In 1972 I started something that instantly changed the lives of millions of people. It really did. Interestingly enough, I was in New York City just last week giving a lecture on this very subject. I was at the Julliard School of Music doing a series of lectures on all of the musical trends I've created over the years. The first lecture of the series was Disco 101. We had over 600 people in the auditorium listening intently to yours truly. And in the middle of it a young man jumps up and raises his hand as says "Mr. Luv, we know it was you that created the disco beat, but would you share with us exactly how it happened?"

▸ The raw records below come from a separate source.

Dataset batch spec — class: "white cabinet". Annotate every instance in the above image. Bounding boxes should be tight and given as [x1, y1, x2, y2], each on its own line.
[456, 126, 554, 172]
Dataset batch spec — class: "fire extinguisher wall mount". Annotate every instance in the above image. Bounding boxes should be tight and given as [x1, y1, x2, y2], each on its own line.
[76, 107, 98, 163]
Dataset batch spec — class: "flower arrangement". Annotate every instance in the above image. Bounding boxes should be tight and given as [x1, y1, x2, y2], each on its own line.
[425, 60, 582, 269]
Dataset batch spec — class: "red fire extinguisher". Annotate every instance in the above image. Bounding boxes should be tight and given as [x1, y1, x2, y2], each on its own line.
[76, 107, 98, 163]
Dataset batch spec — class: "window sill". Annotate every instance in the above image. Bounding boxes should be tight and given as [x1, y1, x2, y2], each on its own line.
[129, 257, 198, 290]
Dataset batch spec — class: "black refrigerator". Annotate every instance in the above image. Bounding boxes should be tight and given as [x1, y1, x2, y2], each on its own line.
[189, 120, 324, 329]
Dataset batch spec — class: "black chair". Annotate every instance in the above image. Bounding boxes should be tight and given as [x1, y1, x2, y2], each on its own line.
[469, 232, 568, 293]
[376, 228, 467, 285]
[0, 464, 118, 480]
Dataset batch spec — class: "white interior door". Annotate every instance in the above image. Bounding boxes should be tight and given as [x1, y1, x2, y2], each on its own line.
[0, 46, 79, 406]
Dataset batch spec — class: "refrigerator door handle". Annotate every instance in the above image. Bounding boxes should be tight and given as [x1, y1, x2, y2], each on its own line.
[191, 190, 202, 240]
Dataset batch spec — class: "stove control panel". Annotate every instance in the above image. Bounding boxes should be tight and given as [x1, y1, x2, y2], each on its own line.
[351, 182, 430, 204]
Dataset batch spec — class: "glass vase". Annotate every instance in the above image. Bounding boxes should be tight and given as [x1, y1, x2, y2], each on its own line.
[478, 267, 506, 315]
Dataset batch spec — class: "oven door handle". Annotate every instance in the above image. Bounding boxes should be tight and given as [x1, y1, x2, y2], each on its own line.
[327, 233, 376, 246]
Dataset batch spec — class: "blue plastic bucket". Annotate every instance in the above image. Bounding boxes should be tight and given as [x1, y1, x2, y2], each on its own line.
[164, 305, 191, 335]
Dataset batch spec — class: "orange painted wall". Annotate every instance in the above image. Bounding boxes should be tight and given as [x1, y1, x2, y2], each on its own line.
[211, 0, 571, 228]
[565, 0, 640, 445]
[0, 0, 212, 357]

I was traveling through Europe with Mikey and Markey doing a series of concerts. Paris, France was the first stop on the trip. Whenever I travel I bring with me my king-size Vibra Massage Mattress with the Magic Fingers. You've got to get a good night's sleep when you're out on the road. Markey, God bless his soul, carried that bed up sixteen flights of stairs to my suite. Unwittingly, he plugs it in, forgetting that in Europe the electricity is different. It's totally different. So we go off to do our show, and I must say, Engelbert Humperdinck did a great job opening for us that night. I come back to the hotel at 2am. I can't wait to get into that bed. I open the door, reach in my pocket, pull out four quarters, slip them in the slot, and folks, that bed was jumping around the room like a Mexican jumping bean. Making this hideous noise ... boom shhh boom shhh boom shhh ...

That beat! That beat from the bed! I started dancing to the beat. Then I ran over to the grand piano in the corner and started writing songs. I knew something important was about to happen. And that's when disco was born!